- New Year's Eve photograph of Seumas McNally
- Born: February 10, 1979 New Zealand
- Died: March 21, 2000 (aged 21) Toronto, Ontario, Canada
- Occupation: Video game designer
- Years active: 1993–2000
- Notable credits: DX-Ball; Rival Ball; DX-Ball 2; Tiger's Bane; Tread Marks;

= Seumas McNally =

Canadian video game designer (1979–2000)

Seumas McNally (February 10, 1979 – March 21, 2000) was a Canadian video game programmer and designer. He is best known for his development of indie games and computer software, including DX-Ball 2 and Tread Marks, the latter earning him the Grand Prize at the Independent Games Festival (IGF) in 2000. The same award was posthumously renamed in his honour the following year, subsequent to his death after a three-year long battle against Hodgkin's lymphoma.

== Career ==
McNally's first published video game was a side-scrolling helicopter shooter titled Tiger's Bane, programmed on the Amiga. Previously known as a demo by the name Flying Tigers, the game went live on November 11, 1997, published through Aminet. The same year, Seumas formed the software development company Longbow Digital Arts (also known as Longbow Games), working together with his father, Jim McNally (game designer), his mother, Wendy McNally (lead artist) and his brother, Philippe McNally (3D artist).
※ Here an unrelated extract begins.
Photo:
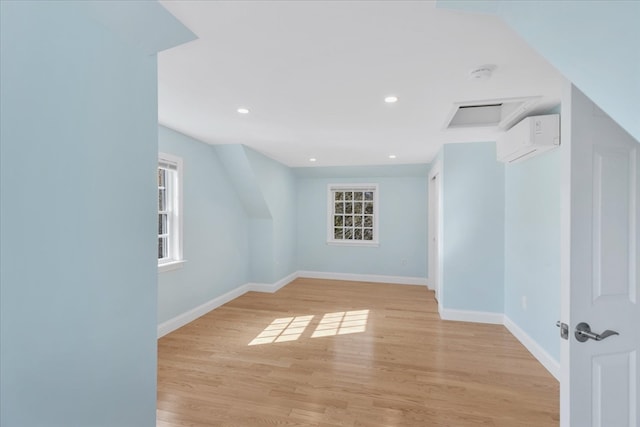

The company released DX-Ball 2 in 1998, a sequel to the 1996 cult-classic PC game DX-Ball by Michael P. Welch, while simultaneously working on the 3D terrain tank-racing game Tread Marks, which was released in 2000. While DX-Ball 2 had accumulated more than 5 million downloads by the end of 2002, Tread Marks won three Independent Games Festival Awards for "Best Game", "Best Design" and "Best Programming". Other products McNally programmed include Particle Fire, a screensaver exhibiting a fiery display of flexuously moving particles; Texturizer, for creating seamless textures; and WebProcessor, for creating fast HTML macros.

=== DX-Ball ===
McNally is credited for visual contribution to the original DX-Ball by Michael P. Welch (creator of Pocket Tanks), a freeware computer game for the PC first released in 1996. The game, originally based on an earlier series of Amiga games known as MegaBall, is patterned after classic ball-and-paddle arcade games such as Breakout and Arkanoid. DX-Ball has been succeeded by four follow-ups: DX-Ball 2 (1998), Rival Ball (2001), Super DX-Ball (2004) and DX-Ball 2: 20th Anniversary Edition (2018).

=== DX-Ball 2 ===
Developed by Longbow Digital Arts as a derivation of the original DX-Ball, DX-Ball 2 introduced the feature of board-set selection, allowing the player to pick between various sets of boards to play. The free demo came packed with a total of 24 boards divided into 6 board-sets of 4 boards each. Additional board packs could then be purchased and installed for more boards, whereas the initial Board Pack 1 expansion would extend the demo board-sets into full sets of 25 boards each, summing a total of 150 boards. While a total of five board packs were released for the game, DX-Ball 2 was later succeeded by Rival Ball in 2001.

== Illness and death ==
McNally was diagnosed in 1997 with Hodgkin's lymphoma, a type of blood cancer, at the age of 18. McNally died on March 21, 2000, shortly after winning the grand prize for Tread Marks.

== Legacy ==
McNally's family continued to operate Longbow Digital Arts following his death, primarily focusing on casual games. The company later announced the development of a historical wargame in 2005, the basic design drafts of which McNally's father had helped to formulate. It was released in 2010 as Hegemony: Philip of Macedon and became the first entry in a series of historical wargames. Longbow Games' product catalogue has since expanded with the additions of Golem, a 3D puzzle-adventure game, and a "20th Anniversary Edition" of DX-Ball 2, which were both released in 2018.